Defronta-se com uma nova agenda mundial, uma era de transição que vem
demarcando uma nova conformação social que não se coloca apenas em oposição
a tradição, mas diante de um processo dinâmico de desincorporação / incorporação
do tradicionalismo, como resposta de uma nova modernidade em que a persistência
e a recriação do tradicional, constituem-se elemento fundante da própria
modernidade e da identidade social. Um processo nem sempre harmônico, pois a
“diversidade cultural, conseqüente da globalização, faz “atiçar o medo e a rejeição
do outro, onde a intolerância e o ódio, os conflitos entre civilizações (denunciam)
confrontos que dominam o futuro do mundo”, (HOUTART, 2002. p.47).
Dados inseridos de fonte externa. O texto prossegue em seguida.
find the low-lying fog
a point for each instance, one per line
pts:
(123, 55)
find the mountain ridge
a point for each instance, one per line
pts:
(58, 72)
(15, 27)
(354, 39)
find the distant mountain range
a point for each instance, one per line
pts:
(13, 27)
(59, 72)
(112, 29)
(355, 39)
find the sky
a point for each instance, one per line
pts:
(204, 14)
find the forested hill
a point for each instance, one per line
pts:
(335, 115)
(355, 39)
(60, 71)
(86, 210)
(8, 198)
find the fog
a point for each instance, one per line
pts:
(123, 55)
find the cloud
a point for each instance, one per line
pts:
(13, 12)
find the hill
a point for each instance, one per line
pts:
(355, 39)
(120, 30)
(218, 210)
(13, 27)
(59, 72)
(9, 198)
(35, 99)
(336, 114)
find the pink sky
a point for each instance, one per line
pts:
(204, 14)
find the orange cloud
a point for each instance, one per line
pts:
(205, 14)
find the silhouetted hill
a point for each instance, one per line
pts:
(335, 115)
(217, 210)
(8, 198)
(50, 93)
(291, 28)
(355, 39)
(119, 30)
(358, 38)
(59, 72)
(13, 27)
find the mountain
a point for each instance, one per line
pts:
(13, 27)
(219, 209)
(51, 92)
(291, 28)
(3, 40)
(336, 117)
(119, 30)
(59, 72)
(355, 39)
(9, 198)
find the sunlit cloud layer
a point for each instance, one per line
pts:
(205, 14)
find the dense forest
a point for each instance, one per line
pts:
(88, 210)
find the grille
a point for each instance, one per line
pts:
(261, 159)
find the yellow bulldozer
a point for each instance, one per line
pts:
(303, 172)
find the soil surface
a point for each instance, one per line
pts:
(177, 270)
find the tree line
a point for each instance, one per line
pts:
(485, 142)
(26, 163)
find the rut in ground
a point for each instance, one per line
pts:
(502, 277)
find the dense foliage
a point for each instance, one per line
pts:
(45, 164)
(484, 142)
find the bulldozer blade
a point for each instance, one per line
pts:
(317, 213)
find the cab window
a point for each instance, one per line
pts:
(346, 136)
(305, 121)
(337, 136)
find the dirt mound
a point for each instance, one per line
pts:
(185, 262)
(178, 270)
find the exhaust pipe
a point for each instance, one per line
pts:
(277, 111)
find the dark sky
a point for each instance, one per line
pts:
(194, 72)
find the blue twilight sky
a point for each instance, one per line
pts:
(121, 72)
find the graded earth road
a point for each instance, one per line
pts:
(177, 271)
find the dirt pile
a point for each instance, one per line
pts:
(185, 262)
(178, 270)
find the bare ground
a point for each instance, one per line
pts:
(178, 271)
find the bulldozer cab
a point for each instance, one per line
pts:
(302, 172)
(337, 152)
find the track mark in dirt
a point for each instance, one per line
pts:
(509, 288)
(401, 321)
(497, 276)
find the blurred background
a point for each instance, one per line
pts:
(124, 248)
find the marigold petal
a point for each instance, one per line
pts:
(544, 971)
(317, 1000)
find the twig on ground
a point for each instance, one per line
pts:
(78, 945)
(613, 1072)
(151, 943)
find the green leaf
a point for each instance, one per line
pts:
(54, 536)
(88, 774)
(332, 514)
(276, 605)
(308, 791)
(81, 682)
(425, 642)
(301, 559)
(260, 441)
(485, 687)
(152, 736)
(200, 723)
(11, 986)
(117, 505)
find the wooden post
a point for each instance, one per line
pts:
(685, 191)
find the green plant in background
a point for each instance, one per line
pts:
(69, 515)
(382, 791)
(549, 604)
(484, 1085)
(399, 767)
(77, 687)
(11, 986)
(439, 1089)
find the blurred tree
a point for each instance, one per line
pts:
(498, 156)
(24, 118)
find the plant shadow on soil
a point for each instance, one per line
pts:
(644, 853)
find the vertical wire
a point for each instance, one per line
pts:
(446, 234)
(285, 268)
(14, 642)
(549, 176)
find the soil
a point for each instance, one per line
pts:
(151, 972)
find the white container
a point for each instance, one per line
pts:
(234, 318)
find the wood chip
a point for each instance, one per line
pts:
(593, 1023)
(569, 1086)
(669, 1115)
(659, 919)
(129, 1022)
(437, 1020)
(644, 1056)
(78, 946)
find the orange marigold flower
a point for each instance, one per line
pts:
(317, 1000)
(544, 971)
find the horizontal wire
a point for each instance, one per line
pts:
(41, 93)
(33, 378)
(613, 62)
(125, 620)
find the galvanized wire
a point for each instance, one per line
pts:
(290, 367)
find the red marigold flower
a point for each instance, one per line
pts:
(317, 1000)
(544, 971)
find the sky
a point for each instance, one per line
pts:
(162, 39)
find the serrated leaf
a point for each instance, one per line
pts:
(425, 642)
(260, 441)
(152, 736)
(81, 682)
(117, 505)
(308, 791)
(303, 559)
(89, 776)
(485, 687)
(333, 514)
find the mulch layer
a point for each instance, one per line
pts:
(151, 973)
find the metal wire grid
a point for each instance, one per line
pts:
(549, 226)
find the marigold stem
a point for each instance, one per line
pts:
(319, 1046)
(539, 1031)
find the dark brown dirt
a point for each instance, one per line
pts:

Tal vinculação não se estabelece unicamente "de si para si”, mas é decorrente
de um processo que envolve motivação e sentimento de pertencimento que induz
reutilização constante da tradição. Nesse contexto, a tradição constitui-se referendo
de um dado tempo e lugar e, se impõe na vida cotidiana de uma determinada
comunidade, por expressar uma “verdade” que imprime os rituais e delineia um
tempo social próprio; constituindo-se em marcos desse contexto social. Os rituais e
práticas exprimem-se a autenticidade, como essência verdadeira desse modo de ser
e viver.
A tradição permeia toda a rede de relações sociais sendo vista como “âncora”
que garante sustentabilidade material, cultural e simbólica de uma dada
comunidade.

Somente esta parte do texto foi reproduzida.